The OSEA is incompatible with offshore development because offshore software companies cannot support the constantly high level of interactive and relationship needs including collaboration, communication, coordination, and collaboration. High interactions are required in order to identify the right objectives, invent the right requirements, and design the right system. High interactions are needed to adapt to various situational contexts, develop the strategies to achieve objectives, develop the tactical plans needed to the concurrently engineer the project, and create and execute the operational plans needed to realize the system. High interactions are needed to receive the feedback, measure against objectives, identify the meaning of any variances, and select solutions.

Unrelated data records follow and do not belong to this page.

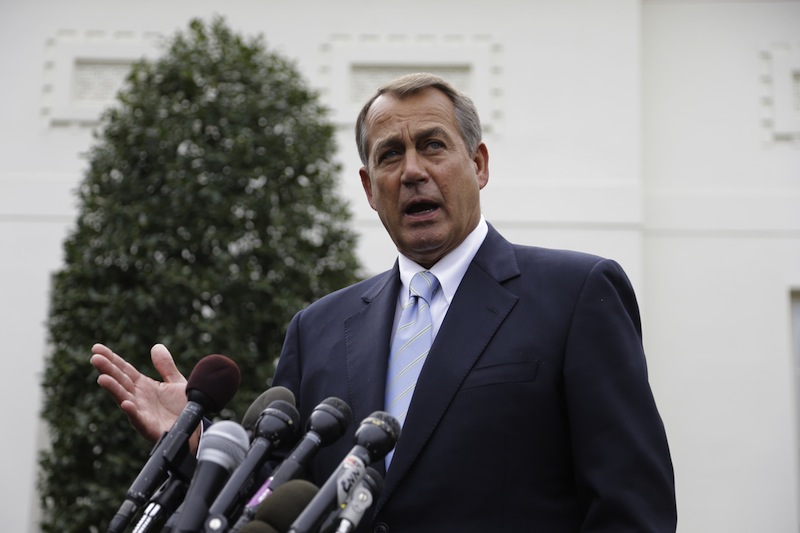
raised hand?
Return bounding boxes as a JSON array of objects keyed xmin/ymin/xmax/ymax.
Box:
[{"xmin": 90, "ymin": 343, "xmax": 190, "ymax": 444}]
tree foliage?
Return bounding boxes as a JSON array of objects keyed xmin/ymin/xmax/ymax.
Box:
[{"xmin": 38, "ymin": 17, "xmax": 361, "ymax": 533}]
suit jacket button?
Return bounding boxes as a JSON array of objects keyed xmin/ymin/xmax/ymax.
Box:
[{"xmin": 374, "ymin": 522, "xmax": 389, "ymax": 533}]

Although, the American software developer cannot compete with offshore companies on a basis of labor costs, the OSEA allow them to compete on the basis of overall costs, efficiency, effectiveness, quality, time to market, and productivity. The American software engineer now has the winning home court advantage because in order to improve business value, customer satisfaction, and productivity business and developers teams must meet “eye to eye to help see things eye to eye”. Offshore developers and their H1-B counterparts will have difficult time teaming with the business managers, customers, and users because of cultural, accents, and skill nuances. Client-facing generalists with knowledge of the organizational science, behavioral sciences and system theory will replace some of the back-end specialists. Companies will have to hire American workers for customer facing jobs creating even more jobs for Americans including veterans.

There are internal risks in not changing our approach to software development, however. The Washington Time reported that “China is stepping up its long-running struggle with the United States over access to technology. China this year embarked on a campaign to target advanced industries such as aerospace, medicine and information technology for its next stage of development”. However, the Chinese may not share the affliction of many American software engineers. Some American software engineers ignore the need for change although the vast majority of software projects fail to add the business value, customer satisfaction and economic productivity. Like Keebler Elves, they happily pursue their goals of meeting schedules on time and within budget despite the constant failures. Many will never change their view because they are trapped in the dogma of the mechanistic paradigm and the hopelessness of the SDLC. While others will use the OSEA to explore the software universe, others will remain trapped in the mines of reductionism digging for that ultimate technical solution, the “Silver Bullet.”